Hyperparameters#

class nemo_microservices.types.customization.Hyperparameters(*args: Any, **kwargs: Any)

Bases: BaseModel

finetuning_type: Literal['lora', 'all_weights']: The finetuning type for the customization job.

adam_beta1: float | None = None: Controls the exponential decay rate for the moving average of past gradients (momentum), only used with cosine_annealing learning rate schedulers

adam_beta2: float | None = None: Controls the decay rate for the moving average of past squared gradients (adaptive learning rate scaling), only used with cosine_annealing learning rate schedulers

batch_size: int | None = None: Batch size is the number of training samples used to train a single forward and backward pass. This is related to the gradient_accumulation_steps in HF documentation where gradient_accumulation_steps = batch_size // micro_batch_size The default batch size for DPO when not provided is 16

distillation: DistillationParameters | None = None: Specific parameters for knowledge distillation

dpo: Dpo | None = None: Specific parameters for DPO.

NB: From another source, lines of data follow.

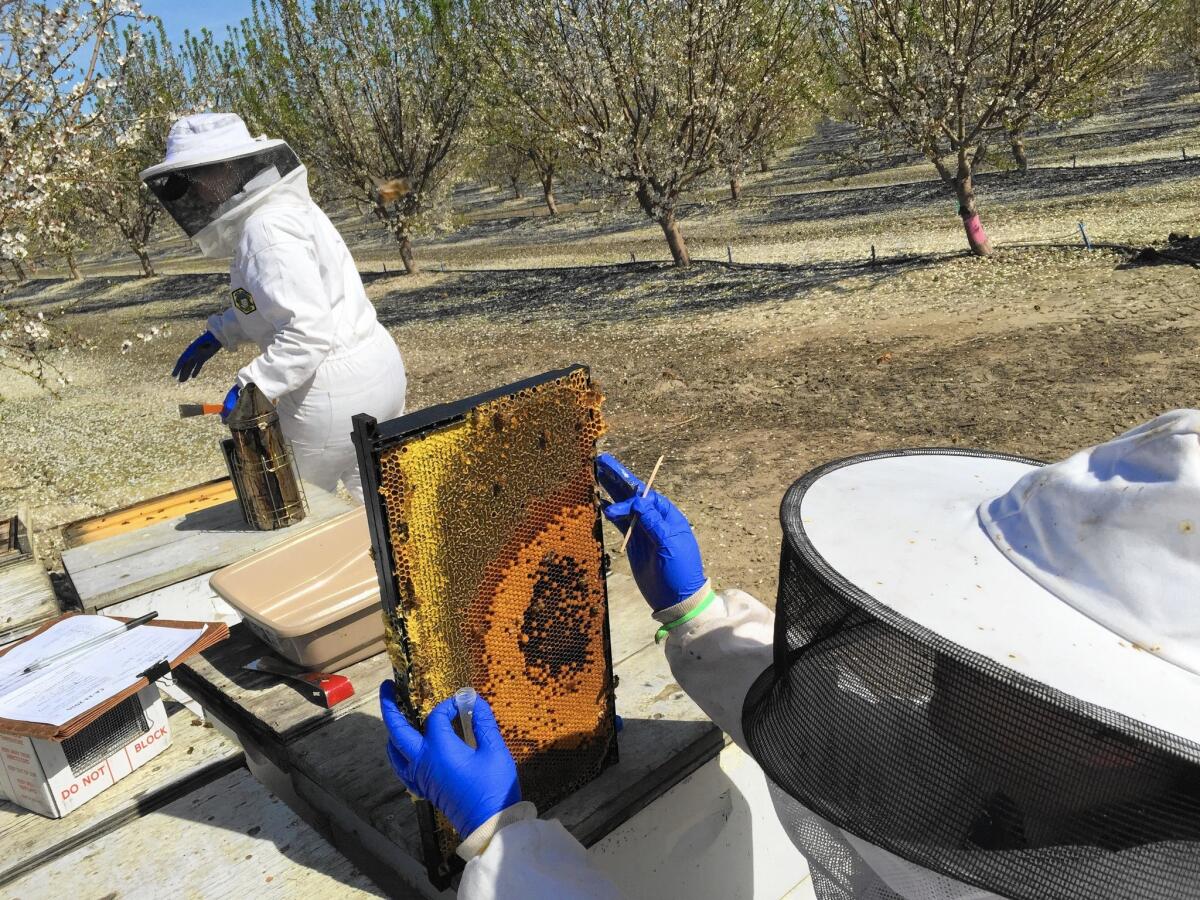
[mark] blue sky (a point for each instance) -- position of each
(195, 15)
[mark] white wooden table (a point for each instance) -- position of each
(228, 839)
(198, 754)
(330, 766)
(129, 565)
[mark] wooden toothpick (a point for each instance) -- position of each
(633, 519)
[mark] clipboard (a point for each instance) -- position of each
(214, 633)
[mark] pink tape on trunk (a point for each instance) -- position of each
(976, 234)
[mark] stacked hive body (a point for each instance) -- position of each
(487, 544)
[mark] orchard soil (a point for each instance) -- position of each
(743, 376)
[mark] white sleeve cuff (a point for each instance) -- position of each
(673, 613)
(478, 840)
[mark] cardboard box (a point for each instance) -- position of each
(54, 778)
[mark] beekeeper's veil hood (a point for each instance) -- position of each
(1008, 654)
(214, 172)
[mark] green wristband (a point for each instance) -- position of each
(661, 634)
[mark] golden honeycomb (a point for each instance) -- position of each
(498, 567)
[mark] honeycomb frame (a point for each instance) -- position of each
(489, 546)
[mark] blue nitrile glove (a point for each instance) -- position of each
(663, 552)
(192, 360)
(231, 401)
(469, 786)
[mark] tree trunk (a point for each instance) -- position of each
(664, 214)
(406, 255)
(547, 192)
(1018, 143)
(147, 267)
(675, 240)
(977, 238)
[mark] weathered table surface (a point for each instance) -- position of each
(198, 754)
(228, 839)
(331, 767)
(165, 553)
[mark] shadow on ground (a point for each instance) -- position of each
(1038, 184)
(623, 293)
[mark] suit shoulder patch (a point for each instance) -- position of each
(243, 301)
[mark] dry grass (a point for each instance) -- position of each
(744, 376)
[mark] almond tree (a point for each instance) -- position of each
(1182, 34)
(49, 87)
(941, 77)
(155, 91)
(372, 95)
(49, 83)
(642, 91)
(516, 144)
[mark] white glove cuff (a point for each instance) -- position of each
(478, 840)
(673, 613)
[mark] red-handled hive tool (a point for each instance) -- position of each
(327, 689)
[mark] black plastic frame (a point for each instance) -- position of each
(371, 439)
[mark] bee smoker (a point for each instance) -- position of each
(262, 466)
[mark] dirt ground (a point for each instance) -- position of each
(744, 376)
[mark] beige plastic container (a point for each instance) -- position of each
(313, 598)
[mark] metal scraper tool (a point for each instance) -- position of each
(327, 689)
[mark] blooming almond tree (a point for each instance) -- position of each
(642, 91)
(49, 85)
(372, 95)
(155, 90)
(941, 77)
(515, 144)
(49, 82)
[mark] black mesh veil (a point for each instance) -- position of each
(197, 195)
(954, 762)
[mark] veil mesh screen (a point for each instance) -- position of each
(495, 559)
(957, 763)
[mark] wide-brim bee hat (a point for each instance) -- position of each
(990, 667)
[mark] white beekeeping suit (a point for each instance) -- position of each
(295, 292)
(989, 664)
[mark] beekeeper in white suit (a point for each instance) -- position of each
(982, 679)
(294, 291)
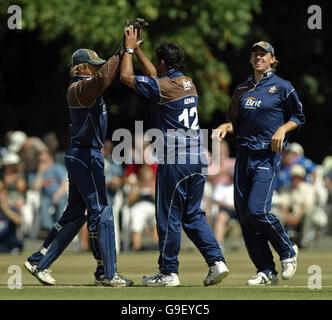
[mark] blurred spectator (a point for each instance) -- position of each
(10, 221)
(298, 205)
(294, 154)
(144, 155)
(328, 184)
(142, 206)
(52, 143)
(28, 148)
(50, 180)
(14, 181)
(4, 149)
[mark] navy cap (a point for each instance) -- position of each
(265, 46)
(86, 55)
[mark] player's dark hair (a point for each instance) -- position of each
(172, 55)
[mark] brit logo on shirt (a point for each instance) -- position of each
(273, 90)
(142, 79)
(186, 84)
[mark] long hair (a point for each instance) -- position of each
(74, 70)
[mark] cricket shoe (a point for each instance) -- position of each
(216, 274)
(42, 276)
(162, 280)
(261, 279)
(288, 266)
(117, 281)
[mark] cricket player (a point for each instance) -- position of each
(91, 76)
(263, 111)
(179, 186)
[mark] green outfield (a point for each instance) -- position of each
(74, 275)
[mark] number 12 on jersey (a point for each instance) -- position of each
(189, 114)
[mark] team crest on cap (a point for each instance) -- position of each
(272, 89)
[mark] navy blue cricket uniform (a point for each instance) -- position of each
(85, 164)
(180, 181)
(256, 111)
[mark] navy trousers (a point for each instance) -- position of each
(179, 191)
(87, 189)
(254, 181)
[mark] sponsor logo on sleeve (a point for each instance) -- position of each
(189, 100)
(142, 79)
(186, 84)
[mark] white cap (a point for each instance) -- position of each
(297, 170)
(10, 159)
(16, 141)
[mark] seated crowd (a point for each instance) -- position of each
(34, 190)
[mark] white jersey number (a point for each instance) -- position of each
(186, 114)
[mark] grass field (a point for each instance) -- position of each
(74, 275)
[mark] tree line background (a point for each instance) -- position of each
(216, 36)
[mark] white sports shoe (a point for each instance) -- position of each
(288, 266)
(261, 279)
(216, 274)
(162, 280)
(43, 276)
(117, 281)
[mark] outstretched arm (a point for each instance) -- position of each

epochs: int | None = None: Epochs is the number of complete passes through the training dataset. Default for DPO when not provided is 1

learning_rate: float | None = None: How much to adjust the model parameters in response to the loss gradient. Default for DPO when not provided is 9e-06

log_every_n_steps: int | None = None: Control logging frequency for metrics tracking. It may slow down training to log on every single batch.

By default, logs every 10 training steps. This parameter is log_frequency in HF

lora: LoraParameters | None = None: Specific parameters for LoRA.

max_steps: int | None = None: If this parameter is provided and is greater than 0, we will stop execution after this number of steps.

This number can not be less than val_check_interval.

If less than val_check_interval it will set val_check_interval to be max_steps - 1

min_learning_rate: float | None = None: Starting point for learning_rate scheduling, only used with cosine_annealing learning rate schedulers. Must be lower than learning_rate if provided. If not provided, this will default to 0.1 ** learning_rate.

optimizer: Literal['adam_with_cosine_annealing', 'adam_with_flat_lr', 'adamw_with_cosine_annealing', 'adamw_with_flat_lr'] | None = None

The supported optimizers that are configurable for customization.

Cosine Annealing LR scheduler will start at min_learning_rate and move towards learning_rate over warmup_steps.

Note: For models listed as NeMo checkpoint type, the only Adam implementation is Fused AdamW.

seed: int | None = None: This is the seed that will be used to initialize all underlying Pytorch and Triton Trainers. By default this will be randomly initialized.

Caution: There are a number of processes that still introduce variance between training runs for models trained from HF checkpoint.

sequence_packing_enabled: bool | None = None: Sequence packing can improve speed of training by letting the training work on multiple rows at the same time. Experimental and not supported by all models. If a model is not supported, a warning will be returned in the response body and training will proceed with sequence packing disabled. Not recommended for produciton use. This flag may be removed in the future. See https://docs.nvidia.com/nemo-framework/user-guide/latest/sft_peft/packed_sequence.html for more details.

sft: SftParameters | None = None: Specific parameters for SFT.

training_type: Literal['dpo', 'sft', 'distillation'] | None = None: The training type for the customization job.

val_check_interval: float | None = None

Control how often to check the validation set, and how often to check for best checkpoint.

You can check after a fixed number of training batches by passing an integer value. You can pass a float in the range [0.1, 1.0] to check after a fraction of the training epoch.

If the best checkpoint is found after validation, it will be saved at that time temporarily, it is currently only uploaded at the end of the training run.

Note: Early Stopping monitors the validation loss and stops the training when no improvement is observed
after 10 epochs with a minimum delta of 0.001.

If val_check_interval is greater than the number of training batches, validation will run every epoch.

warmup_steps: int | None = None: Learning rate schedulers gradually increase the learning rate from a small initial value to the target value in learning_rate over this number of steps

weight_decay: float | None = None: An additional penalty term added to the gradient descent to keep weights low and mitigate overfitting.